Using our Rapid Curriculum Development process, we engaged informants and subject matter experts to define the core capacities that a new CEO needed to master. Speaking with incumbent CEOs who had successfully navigated the entry phase, we identified and prioritized the key issues which most frequently tripped up a new CEO and contributed to their failure to succeed.

With this framework in place, we developed the components of an innovative learning program that enabled timely access to key resources and experts, while building relationships with their peers for support and learning together. The four core components of this “New CEO Institute” were:

  • Online Community – an asynchronous web portal where participants in the program could share resources and ask for and offer help in a safe, confidential manner.
  • Self – paced Modules – a set of key resources was packaged into 10 modules, all of which were made available from the start of the program so that participants could access them in whatever sequence most suited their needs. Each module was also supported with a live call with a resource person to explore questions of implementation and adaptation.
  • Topical Webinars – a series of webinars was offered throughout the program, with some of the topics identified by the participants. This allowed relevant and timely support to be brought to bear on their most pressing needs.
  • Peer Learning – both the Online Community and an in-person meeting at the start of the program we use to build trusting relationships and to promote peer exchange and learning among the participants.

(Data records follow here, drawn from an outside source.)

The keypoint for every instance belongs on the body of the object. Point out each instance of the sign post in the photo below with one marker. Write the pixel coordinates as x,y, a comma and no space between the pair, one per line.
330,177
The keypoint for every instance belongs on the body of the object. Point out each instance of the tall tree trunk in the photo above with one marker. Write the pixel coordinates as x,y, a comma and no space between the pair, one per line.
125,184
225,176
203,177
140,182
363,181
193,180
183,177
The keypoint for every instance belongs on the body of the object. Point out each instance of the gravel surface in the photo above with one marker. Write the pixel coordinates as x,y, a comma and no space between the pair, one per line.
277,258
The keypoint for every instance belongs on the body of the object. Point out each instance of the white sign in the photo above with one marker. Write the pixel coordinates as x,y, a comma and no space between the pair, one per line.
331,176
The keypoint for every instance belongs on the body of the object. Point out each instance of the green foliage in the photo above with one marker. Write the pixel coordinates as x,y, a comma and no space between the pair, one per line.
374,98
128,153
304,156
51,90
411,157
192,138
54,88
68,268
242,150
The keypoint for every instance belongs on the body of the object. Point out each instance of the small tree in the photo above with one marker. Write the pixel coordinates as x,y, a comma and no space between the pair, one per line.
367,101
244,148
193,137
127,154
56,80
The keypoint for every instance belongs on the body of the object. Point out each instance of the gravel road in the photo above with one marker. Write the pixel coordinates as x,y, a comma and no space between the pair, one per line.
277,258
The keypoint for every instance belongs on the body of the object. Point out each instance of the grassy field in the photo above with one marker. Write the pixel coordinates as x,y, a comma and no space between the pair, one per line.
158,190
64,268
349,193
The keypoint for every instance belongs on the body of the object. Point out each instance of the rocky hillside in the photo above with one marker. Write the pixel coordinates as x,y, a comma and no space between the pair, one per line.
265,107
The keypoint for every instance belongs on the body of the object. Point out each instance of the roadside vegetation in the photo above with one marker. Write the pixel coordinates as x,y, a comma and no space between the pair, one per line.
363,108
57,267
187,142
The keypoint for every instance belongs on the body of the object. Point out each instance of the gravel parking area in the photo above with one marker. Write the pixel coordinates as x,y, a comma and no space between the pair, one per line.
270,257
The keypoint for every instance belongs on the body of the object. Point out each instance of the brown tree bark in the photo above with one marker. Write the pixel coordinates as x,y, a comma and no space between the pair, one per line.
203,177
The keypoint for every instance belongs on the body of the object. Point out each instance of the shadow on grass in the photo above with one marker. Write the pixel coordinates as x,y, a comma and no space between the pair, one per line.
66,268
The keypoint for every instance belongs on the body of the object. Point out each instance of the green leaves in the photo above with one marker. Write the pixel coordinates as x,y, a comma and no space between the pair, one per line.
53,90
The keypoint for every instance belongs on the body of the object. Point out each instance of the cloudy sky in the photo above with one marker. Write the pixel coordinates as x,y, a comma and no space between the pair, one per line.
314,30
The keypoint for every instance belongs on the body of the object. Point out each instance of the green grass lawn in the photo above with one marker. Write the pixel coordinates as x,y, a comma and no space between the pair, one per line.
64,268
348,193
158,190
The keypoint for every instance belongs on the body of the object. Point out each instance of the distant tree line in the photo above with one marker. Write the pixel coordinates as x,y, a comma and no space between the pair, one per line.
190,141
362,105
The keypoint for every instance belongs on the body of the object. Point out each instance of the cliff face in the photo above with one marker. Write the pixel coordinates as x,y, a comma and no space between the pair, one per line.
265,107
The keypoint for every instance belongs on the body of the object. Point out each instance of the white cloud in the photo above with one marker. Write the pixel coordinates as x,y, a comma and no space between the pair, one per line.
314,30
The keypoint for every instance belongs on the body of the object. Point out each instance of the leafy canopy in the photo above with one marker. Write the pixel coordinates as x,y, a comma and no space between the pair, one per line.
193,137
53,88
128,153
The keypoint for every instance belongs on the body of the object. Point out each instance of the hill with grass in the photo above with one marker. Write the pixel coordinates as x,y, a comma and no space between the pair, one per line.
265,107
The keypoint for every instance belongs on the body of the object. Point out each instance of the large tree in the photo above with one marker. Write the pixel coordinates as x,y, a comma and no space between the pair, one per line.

In addition to our curriculum development and instructional design work, we developed standards for Community Management, the critical work of moderating and supporting the participants in the virtual, online engagement of a program such as this. We provided orientation and ongoing coaching to a staff person from the sponsoring organization, helping them become a highly effective Community Manager and moderator.

The Results:
While many distance learning programs struggle to retain participant interest, this program was characterized by lively and engaging interaction throughout the six-month duration of the program. Participants gave high ratings to their experience in the program, and identified many essential things that they learned which contributed to their effectiveness as new CEOs.

While no follow-up studies to measure CEO tenure among the participants have yet taken place, positive benefits of the program were noted by the national association and various state level groups that support Community Health Centers. The program is currently being replicated, with our support, for newly hired Chief Financial Officers of Community Health Centers across the country.